Hancock is also troubled by dark patches of skin around Derek’s neck. “When little ones, especially around the back of the neck, have that sort of thick, almost velvety appearance to their neck, it means that their bodies are becoming less sensitive to insulin,” she says.
Back-to-school checkups for patients like Derek mean lots of follow-up work for Hancock. Their belly fat pushes down on their bladders, so she’ll have to write notes to principals, asking that her patients be allowed to go to the bathroom frequently. She must also draft requests to excuse children whose sleep apnea makes them appear drowsy in class, or whose joints hurt as they walk between classes.
Practical Challenges, For Kids And Schools
These accommodations also mean more work for schools, according to Camille Wheeler, a nurse at Bell Multicultural High School in Washington, D.C.
“It’s a lot, it really is,” Wheeler says. “It takes a lot for the student, for the nurse, the parent and the school. Especially the school. Because the majority of the time the students are here, you know?”
Wheeler says it’s not unusual for a child to arrive at school at 8 a.m. and depart at 6 p.m., depending on a family’s aftercare arrangements. “That’s a large chunk of their time,” she says.
On a recent afternoon, Wheeler’s thumbing through stacks of paper, racing to process students’ health information.
“I have a whole stack here of many, many health certificates, dental forms, health records,” she says. “It’s about well over 200 forms in here, and I’m getting them daily.”
Many of the forms are related to obesity. Children with diabetes need mid-morning snacks. Some are on special diets and some need medication. All this means time away from the classroom.

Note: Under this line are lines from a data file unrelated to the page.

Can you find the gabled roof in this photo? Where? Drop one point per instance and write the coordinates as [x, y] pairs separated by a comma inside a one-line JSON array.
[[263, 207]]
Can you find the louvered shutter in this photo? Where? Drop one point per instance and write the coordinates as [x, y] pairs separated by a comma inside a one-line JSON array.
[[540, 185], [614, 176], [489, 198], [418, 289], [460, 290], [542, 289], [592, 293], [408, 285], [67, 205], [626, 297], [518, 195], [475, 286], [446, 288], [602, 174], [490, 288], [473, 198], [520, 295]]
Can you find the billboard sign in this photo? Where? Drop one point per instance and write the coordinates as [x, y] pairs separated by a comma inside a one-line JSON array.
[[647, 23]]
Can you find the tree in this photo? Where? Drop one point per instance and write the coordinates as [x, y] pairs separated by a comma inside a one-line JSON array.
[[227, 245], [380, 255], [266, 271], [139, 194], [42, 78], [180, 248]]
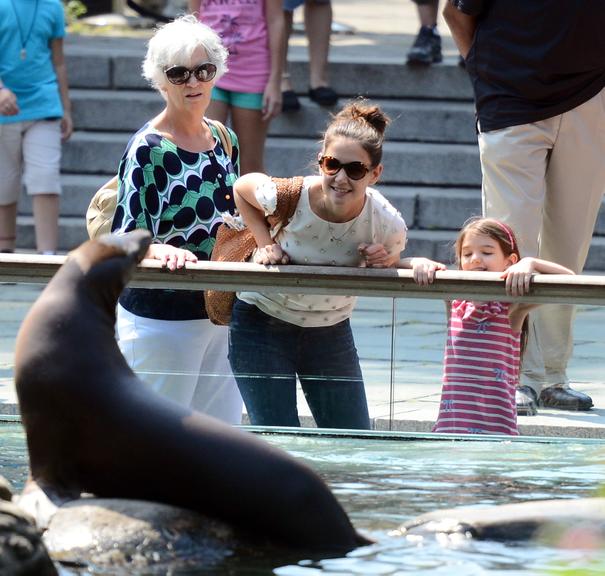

“It may not be in the forefront, like a broken bone for example, but it’s there and it affects the students every day,” says Shirley Schantz, nursing education director for the National Association of School Nurses.
Schantz says that nurses from across the country are increasingly calling her organization, asking for guidance on how to deal with childhood obesity in schools — even preschools.
“They see students that can’t walk upstairs,” she says. “They see students that are absent because they’re overweight or obese, [who] don’t want to go to physical education.”
The physical aspects of living with obesity can be difficult enough for a child. But there’s an emotional toll, as well. Bullying is a common problem for obese kids. Derek Lyles said other students often called him fat in middle school.
Taking A Toll On Learning
All these challenges can also affect learning. Dr. Hancock says there is evidence that children who are obese score less well on standardized tests and basic classroom tests.
“Some researchers believe that there may be something physiologically that’s affecting the child’s ability to learn,” Bell says. “Others believe, because of self-esteem issues and bullying, it makes them less eager to attend school and participate in school activities.”
Derek wants to lose weight so he can “walk fast like other kids.” And he really wants to start playing football again this year.
“During training camp, I couldn’t do most of the like exercise that other people was doing,” Derek says. “I just couldn’t do it.”
For many obese children, even maintaining their weight when they’re not in school is challenging. This summer, Derek could eat whenever he wanted, and the fridge was always stocked with food. At school, he says, he ate cereal or a muffin for breakfast. But over the summer, he often ate sausage and eggs. The pounds piled on.
Hancock hopes eating meals at school will help Derek get his weight under control. She embraces Derek as she says goodbye.
“Alright handsome, give me some hugs,” Hancock says, embracing Derek. “I have faith you’ll be able to make changes, because you’ve done this before.”
As Hancock reminds her young patient, it’s a brand new school year — an opportunity to start fresh.